A living annuity should be viewed as a long-term investment, and most people need to be invested and draw an income for 20+ years. The 3 main purposes of your living annuity are:
To generate an income for you, and to ensure that you money lasts for your lifetime. But, in the event of your early death the capital may be left as a legacy to your spouse or loved ones.
To protect your income against inflation
To ensure capital protection over the long term
Number 1
Rule of thumb: you should draw an income of about 4% - 5% of your capital if you are aged under 70. If you are over the age of 70 your withdrawal rate can be about 8%. – This is the one thing that you, as the pensioner have control over. If you draw too much income, then you run the great risk of outliving your money and will face the dire consequence of a decreasing pension in your older years.
Number 2
We all know that every year things get more expensive; this is called inflation. To protect your investment and thus income against inflation, your capital must have exposure to equites.
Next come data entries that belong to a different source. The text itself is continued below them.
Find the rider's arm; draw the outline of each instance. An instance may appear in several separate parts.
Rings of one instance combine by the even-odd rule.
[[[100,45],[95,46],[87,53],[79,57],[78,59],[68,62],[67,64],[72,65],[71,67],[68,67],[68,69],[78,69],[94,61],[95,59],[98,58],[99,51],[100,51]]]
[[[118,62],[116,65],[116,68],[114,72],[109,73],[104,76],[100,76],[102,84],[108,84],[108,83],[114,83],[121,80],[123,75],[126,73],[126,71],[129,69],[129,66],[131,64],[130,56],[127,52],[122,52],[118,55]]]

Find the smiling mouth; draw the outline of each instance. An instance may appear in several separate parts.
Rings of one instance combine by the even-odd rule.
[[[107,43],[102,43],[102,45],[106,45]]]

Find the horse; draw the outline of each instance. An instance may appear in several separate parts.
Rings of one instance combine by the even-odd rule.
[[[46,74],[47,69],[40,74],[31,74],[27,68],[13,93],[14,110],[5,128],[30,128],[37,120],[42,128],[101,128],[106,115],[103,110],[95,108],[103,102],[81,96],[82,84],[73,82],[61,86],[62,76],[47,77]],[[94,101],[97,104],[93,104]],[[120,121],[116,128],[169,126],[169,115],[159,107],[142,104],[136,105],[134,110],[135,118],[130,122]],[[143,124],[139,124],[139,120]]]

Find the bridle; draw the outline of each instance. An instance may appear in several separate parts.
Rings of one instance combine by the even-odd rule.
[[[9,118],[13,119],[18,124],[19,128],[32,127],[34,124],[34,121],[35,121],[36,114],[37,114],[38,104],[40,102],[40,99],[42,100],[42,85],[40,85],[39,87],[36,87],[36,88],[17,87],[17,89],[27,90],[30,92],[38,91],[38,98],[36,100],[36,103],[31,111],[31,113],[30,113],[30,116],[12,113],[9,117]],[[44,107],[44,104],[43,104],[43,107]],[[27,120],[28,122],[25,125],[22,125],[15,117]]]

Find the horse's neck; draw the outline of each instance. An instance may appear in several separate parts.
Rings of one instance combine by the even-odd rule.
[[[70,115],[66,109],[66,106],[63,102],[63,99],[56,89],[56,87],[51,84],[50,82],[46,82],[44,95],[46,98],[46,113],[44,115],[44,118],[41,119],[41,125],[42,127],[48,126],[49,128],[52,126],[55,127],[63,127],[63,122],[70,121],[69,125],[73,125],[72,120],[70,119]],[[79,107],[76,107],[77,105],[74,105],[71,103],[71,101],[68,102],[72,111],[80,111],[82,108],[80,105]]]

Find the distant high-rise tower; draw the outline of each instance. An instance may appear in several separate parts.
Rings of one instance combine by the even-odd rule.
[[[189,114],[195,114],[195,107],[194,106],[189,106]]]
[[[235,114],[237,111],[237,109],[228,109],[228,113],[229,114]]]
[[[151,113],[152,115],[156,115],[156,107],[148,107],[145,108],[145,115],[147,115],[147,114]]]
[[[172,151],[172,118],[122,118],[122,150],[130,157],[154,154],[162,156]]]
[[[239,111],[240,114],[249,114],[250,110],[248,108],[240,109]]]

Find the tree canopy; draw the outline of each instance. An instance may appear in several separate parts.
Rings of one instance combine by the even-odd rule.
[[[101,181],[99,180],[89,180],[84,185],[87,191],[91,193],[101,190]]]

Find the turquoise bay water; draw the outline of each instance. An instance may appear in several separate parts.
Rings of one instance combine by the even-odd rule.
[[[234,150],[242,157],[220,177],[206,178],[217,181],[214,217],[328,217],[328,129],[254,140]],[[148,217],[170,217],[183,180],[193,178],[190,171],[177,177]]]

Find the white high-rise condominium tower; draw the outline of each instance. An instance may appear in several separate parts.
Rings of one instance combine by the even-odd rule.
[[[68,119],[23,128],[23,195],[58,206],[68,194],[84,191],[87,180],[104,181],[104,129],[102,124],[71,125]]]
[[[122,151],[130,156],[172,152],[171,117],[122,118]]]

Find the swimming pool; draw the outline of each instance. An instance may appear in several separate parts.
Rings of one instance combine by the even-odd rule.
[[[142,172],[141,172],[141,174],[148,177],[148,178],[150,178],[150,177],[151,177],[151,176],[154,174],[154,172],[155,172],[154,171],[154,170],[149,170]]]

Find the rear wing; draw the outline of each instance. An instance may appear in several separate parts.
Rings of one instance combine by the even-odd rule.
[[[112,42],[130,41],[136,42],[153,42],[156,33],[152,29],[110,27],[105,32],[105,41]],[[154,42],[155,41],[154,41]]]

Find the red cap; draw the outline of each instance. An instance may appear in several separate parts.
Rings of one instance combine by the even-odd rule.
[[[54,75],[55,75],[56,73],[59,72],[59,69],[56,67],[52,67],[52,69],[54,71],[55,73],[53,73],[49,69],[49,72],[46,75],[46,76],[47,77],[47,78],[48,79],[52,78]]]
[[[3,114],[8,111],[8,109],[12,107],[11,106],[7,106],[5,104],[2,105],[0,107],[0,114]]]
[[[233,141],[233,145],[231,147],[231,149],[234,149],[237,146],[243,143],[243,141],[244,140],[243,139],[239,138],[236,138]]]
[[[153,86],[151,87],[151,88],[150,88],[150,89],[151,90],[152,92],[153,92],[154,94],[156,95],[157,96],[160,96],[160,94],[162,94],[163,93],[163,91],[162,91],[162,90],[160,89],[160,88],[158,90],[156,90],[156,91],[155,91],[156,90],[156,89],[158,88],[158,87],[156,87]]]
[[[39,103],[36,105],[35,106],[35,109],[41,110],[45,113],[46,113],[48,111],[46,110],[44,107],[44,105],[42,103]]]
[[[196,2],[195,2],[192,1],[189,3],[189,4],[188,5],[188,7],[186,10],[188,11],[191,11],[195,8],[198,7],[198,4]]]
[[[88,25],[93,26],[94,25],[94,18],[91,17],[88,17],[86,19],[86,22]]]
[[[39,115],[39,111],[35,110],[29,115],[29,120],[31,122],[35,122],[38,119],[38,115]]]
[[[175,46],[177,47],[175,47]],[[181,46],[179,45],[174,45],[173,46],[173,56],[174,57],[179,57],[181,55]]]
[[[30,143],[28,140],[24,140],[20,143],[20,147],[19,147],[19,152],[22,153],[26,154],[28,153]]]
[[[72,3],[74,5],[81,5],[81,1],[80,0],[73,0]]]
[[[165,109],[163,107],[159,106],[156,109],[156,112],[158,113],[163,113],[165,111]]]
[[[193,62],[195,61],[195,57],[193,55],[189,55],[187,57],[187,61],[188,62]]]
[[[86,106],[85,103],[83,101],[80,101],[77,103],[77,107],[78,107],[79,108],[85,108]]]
Equities are an asset class and is basically shares sold on a stock exchange. Over time this class of asset has always provided returns more than inflation. But this asset also comes with volatility, which means the value goes up and down… luckily over the long-term it goes up. The main reason to invest in equities, is to grow your capital, so that each year you can hopefully take an inflation increase in your income. If your capital does not grow by more than inflation in the long-term, this will result in a pension with decreasing purchase power, and this over time will be devastating.
Number 3
The rule here is: diversify, diversify, diversify…. you must be invested in a diversified portfolio. This means that your capital must be invested in a mixture of the following asset classes:
Equities, as discussed above – these are also referred to as a growth asset
Bonds (Government bonds, inflation linked bonds, corporate bonds) – this is a defensive asset
Property – These are normally property stocks on the exchange and are also a growth assets
Cash – defensive asset
So, your portfolio should have a mixture of growth and defensive assets. Importantly these asset classes should also be local (i.e. South African) or Global (i.e. USA, Asia, Europe).
The impact of COVID-19 on your annuity: You would have seen a decline in your capital since the beginning of the year. If you are invested in a diversified portfolio – do not make investment changes. The only sensible thing to do, is to reconsider your budget and not take any increases in income in the next year or so, in fact a reduction in income would benefit your portfolio.